Image Captioning and Alt Text Generation using LLMs
During the academic year 2024/2025, ReLU has collaborated with Scibsted Media on a project regarding image captioning and alt text generation at VG. The goal was to fine-tune LLM’s to generate image captions in VG-style, based on the article text and article image. In this way, it would be possible to automate some of the journalists' repetitive tasks. We also experimented with alt text generation doing prompt engineering, to ensure good quality alt texts for vision impaired readers.
Our task was to explore and identify the best models and different methods for generating image captions and alt text. We fine-tuned models like Gemma, Llama and Qwen to produce VG-style captions. During the project period, we tested both multimodal fine-tuning and pure text finetuning, and benchmarked this with GPT-4 Turbo.
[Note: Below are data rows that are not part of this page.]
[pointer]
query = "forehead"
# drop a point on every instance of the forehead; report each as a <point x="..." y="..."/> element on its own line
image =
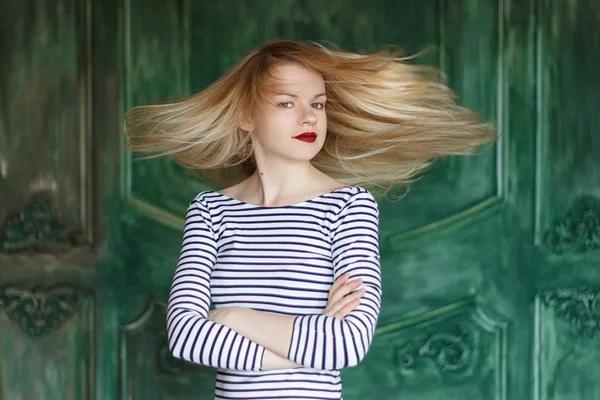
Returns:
<point x="296" y="77"/>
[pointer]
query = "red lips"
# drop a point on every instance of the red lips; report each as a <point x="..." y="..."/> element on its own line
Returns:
<point x="308" y="137"/>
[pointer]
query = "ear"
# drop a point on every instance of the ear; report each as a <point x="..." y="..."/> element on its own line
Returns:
<point x="245" y="123"/>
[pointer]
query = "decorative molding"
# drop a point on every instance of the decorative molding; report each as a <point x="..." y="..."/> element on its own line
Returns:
<point x="40" y="311"/>
<point x="581" y="307"/>
<point x="152" y="322"/>
<point x="37" y="228"/>
<point x="449" y="350"/>
<point x="578" y="231"/>
<point x="448" y="338"/>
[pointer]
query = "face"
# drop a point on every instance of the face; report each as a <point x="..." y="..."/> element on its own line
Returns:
<point x="291" y="123"/>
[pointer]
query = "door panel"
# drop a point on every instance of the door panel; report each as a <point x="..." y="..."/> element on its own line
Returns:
<point x="490" y="263"/>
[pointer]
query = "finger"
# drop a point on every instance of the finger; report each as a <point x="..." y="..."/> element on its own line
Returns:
<point x="338" y="283"/>
<point x="347" y="309"/>
<point x="338" y="306"/>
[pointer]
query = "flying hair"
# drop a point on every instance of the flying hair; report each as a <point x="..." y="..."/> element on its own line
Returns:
<point x="388" y="119"/>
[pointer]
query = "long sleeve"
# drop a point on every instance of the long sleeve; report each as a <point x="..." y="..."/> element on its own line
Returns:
<point x="331" y="343"/>
<point x="192" y="336"/>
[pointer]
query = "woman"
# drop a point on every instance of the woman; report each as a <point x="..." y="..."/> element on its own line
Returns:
<point x="289" y="253"/>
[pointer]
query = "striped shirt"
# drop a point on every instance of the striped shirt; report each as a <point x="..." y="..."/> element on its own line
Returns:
<point x="280" y="260"/>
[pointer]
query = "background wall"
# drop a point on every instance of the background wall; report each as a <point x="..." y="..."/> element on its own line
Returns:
<point x="491" y="264"/>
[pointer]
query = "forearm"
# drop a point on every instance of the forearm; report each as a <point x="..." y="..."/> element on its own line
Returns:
<point x="274" y="332"/>
<point x="272" y="361"/>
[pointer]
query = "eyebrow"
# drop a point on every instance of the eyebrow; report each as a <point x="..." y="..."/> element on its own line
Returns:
<point x="296" y="96"/>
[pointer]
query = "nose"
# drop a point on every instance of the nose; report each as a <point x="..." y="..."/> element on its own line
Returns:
<point x="307" y="117"/>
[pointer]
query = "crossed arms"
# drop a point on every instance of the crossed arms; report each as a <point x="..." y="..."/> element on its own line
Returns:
<point x="245" y="339"/>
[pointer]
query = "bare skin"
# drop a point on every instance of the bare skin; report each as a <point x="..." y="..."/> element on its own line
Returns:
<point x="284" y="176"/>
<point x="343" y="298"/>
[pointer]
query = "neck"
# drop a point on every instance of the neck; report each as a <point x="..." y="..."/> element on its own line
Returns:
<point x="272" y="185"/>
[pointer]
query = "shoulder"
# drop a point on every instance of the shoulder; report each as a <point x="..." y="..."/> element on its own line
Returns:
<point x="357" y="200"/>
<point x="359" y="195"/>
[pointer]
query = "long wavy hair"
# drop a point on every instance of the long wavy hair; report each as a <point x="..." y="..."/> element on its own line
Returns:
<point x="388" y="119"/>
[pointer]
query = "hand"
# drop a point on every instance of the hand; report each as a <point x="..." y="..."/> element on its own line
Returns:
<point x="218" y="314"/>
<point x="341" y="301"/>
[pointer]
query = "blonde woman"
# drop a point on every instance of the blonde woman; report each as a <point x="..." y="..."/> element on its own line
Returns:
<point x="288" y="252"/>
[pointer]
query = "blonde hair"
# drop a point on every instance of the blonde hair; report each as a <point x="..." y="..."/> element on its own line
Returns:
<point x="388" y="120"/>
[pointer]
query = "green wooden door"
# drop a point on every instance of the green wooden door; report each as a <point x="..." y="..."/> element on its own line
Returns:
<point x="491" y="266"/>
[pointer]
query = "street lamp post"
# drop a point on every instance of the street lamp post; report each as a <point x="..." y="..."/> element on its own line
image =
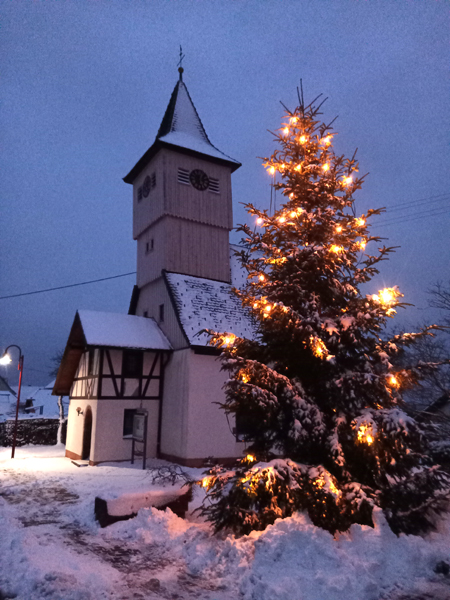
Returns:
<point x="5" y="360"/>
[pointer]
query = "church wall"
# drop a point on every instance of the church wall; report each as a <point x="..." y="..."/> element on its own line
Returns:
<point x="150" y="298"/>
<point x="109" y="443"/>
<point x="184" y="201"/>
<point x="147" y="210"/>
<point x="175" y="405"/>
<point x="197" y="249"/>
<point x="209" y="432"/>
<point x="183" y="247"/>
<point x="169" y="196"/>
<point x="75" y="427"/>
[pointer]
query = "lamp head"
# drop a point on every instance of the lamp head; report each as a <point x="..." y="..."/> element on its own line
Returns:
<point x="5" y="359"/>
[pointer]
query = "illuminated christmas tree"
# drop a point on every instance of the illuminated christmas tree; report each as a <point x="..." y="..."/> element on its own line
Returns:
<point x="315" y="394"/>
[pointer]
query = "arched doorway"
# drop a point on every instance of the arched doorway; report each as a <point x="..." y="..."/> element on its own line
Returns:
<point x="87" y="431"/>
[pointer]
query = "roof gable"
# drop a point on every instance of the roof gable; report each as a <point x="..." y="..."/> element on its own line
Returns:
<point x="207" y="304"/>
<point x="122" y="331"/>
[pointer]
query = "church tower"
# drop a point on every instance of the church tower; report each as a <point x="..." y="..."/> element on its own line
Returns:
<point x="182" y="204"/>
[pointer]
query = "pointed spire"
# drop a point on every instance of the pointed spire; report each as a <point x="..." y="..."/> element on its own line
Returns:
<point x="182" y="128"/>
<point x="181" y="125"/>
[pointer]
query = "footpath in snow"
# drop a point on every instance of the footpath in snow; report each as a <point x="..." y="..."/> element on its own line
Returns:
<point x="51" y="546"/>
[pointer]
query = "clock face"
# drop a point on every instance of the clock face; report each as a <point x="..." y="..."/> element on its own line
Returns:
<point x="199" y="179"/>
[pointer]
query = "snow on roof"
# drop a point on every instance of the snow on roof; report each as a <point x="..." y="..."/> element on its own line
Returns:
<point x="182" y="126"/>
<point x="49" y="403"/>
<point x="208" y="304"/>
<point x="184" y="140"/>
<point x="124" y="331"/>
<point x="26" y="391"/>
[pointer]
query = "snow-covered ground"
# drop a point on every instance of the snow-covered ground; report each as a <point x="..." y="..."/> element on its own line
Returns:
<point x="51" y="546"/>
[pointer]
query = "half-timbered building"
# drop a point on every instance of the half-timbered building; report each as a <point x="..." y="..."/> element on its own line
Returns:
<point x="154" y="357"/>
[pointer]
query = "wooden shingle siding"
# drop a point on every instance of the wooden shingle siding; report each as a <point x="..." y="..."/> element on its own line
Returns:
<point x="170" y="197"/>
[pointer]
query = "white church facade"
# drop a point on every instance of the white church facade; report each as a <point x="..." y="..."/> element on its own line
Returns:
<point x="155" y="358"/>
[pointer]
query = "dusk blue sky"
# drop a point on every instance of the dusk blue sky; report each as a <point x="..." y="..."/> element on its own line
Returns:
<point x="85" y="86"/>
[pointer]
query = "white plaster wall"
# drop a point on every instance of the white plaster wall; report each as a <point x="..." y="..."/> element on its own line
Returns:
<point x="208" y="432"/>
<point x="175" y="404"/>
<point x="108" y="442"/>
<point x="75" y="424"/>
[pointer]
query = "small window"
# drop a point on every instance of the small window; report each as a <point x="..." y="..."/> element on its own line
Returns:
<point x="214" y="185"/>
<point x="91" y="362"/>
<point x="245" y="428"/>
<point x="128" y="416"/>
<point x="183" y="176"/>
<point x="132" y="363"/>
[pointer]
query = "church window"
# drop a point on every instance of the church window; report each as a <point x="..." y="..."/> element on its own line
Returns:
<point x="128" y="417"/>
<point x="147" y="186"/>
<point x="91" y="361"/>
<point x="132" y="363"/>
<point x="245" y="428"/>
<point x="214" y="185"/>
<point x="183" y="176"/>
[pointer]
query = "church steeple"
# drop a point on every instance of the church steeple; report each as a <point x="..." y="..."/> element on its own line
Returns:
<point x="182" y="129"/>
<point x="182" y="204"/>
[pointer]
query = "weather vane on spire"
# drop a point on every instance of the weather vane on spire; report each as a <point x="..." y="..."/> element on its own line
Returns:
<point x="180" y="64"/>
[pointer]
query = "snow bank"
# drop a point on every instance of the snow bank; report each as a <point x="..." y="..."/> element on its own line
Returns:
<point x="293" y="559"/>
<point x="131" y="503"/>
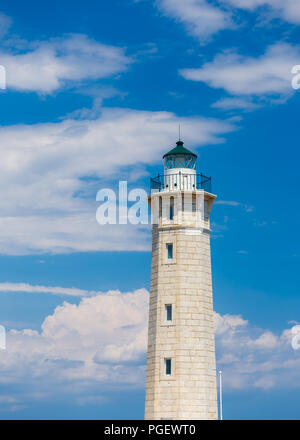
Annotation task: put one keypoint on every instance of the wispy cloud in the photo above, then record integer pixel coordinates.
(200, 18)
(44, 207)
(236, 103)
(101, 343)
(268, 74)
(288, 10)
(47, 66)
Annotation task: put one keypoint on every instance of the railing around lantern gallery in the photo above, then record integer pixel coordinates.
(180, 181)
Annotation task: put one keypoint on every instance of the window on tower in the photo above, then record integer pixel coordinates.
(168, 367)
(168, 308)
(171, 208)
(170, 251)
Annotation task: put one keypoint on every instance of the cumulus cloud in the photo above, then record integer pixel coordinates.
(201, 18)
(46, 66)
(50, 174)
(241, 75)
(251, 357)
(100, 344)
(95, 345)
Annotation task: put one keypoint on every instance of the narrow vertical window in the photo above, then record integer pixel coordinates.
(169, 251)
(168, 308)
(171, 208)
(168, 365)
(160, 208)
(194, 201)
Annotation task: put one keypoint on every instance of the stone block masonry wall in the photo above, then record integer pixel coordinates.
(190, 391)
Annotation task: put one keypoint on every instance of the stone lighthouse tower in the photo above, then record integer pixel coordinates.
(181, 367)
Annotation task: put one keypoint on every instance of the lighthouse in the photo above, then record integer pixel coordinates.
(181, 366)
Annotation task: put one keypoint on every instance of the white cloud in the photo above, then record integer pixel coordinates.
(236, 103)
(46, 66)
(200, 18)
(241, 75)
(48, 206)
(101, 343)
(251, 357)
(288, 10)
(55, 290)
(96, 344)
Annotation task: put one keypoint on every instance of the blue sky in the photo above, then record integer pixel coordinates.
(94, 94)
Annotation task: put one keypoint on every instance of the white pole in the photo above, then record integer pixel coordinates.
(220, 391)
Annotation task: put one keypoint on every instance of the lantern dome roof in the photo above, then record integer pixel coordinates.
(179, 150)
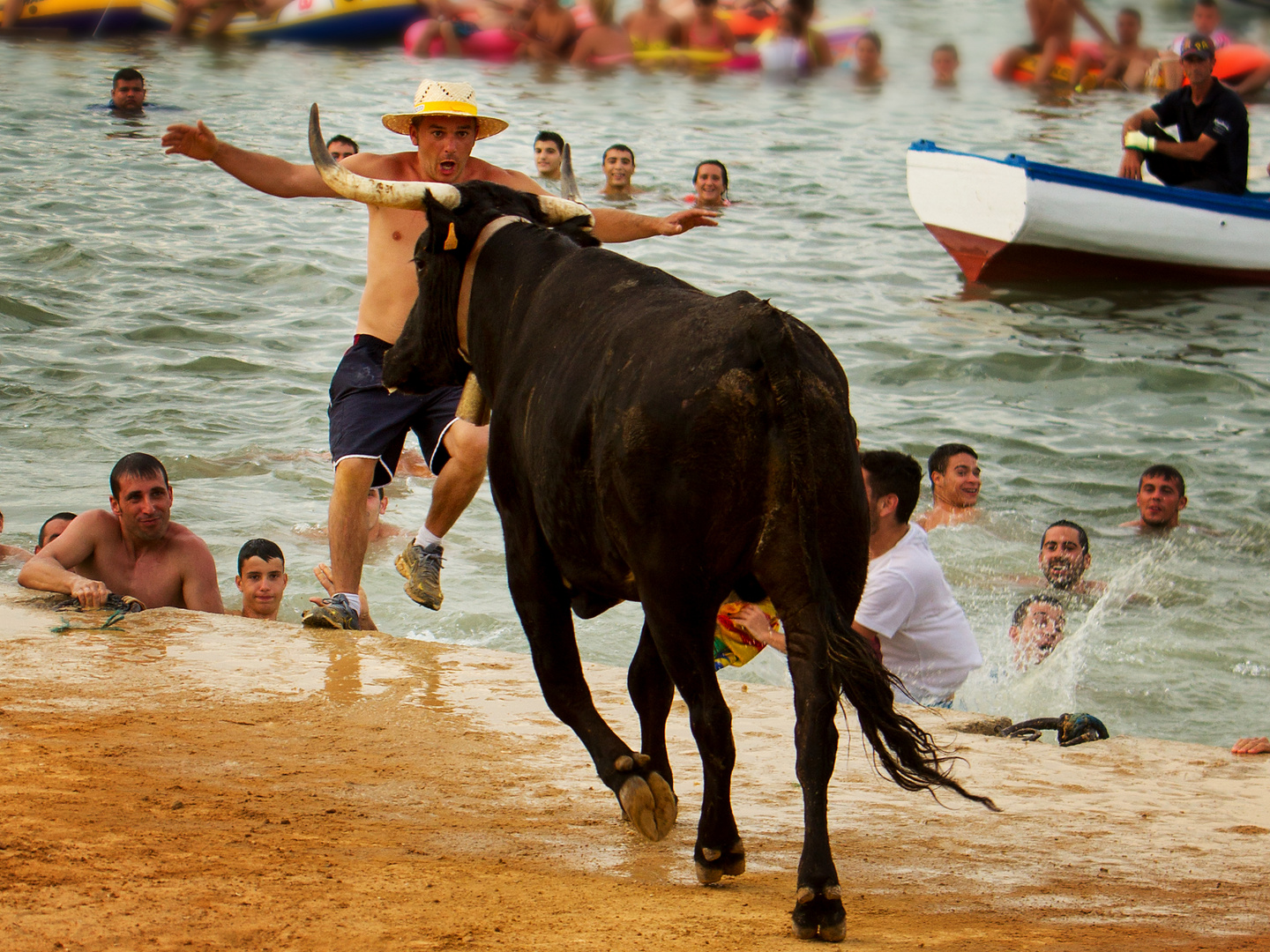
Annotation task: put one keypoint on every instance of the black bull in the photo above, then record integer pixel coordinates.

In addition to this, we experimented with an AWS-based face recognition system for identifying both international and VG celebrities.
-
Schibsted is a leading Nordic media and online marketplaces group with roots dating back to 1839. Headquartered in Oslo and publicly listed on the Oslo Stock Exchange, the company operates a family of over 55 digital brands—including news outlets like VG, Aftenposten, Aftonbladet, Svenska Dagbladet, E24, and Bergens Tidende—alongside major marketplace platforms such as FINN, Blocket, DBA, and Oikotie. With nearly 6,000 employees across hubs in Oslo, Stockholm, Copenhagen, and Helsinki—and a broader presence in Poland, Austria, Portugal, and Spain—Schibsted draws over 1 billion monthly visits, reaching approximately 2.6 million Norwegians daily.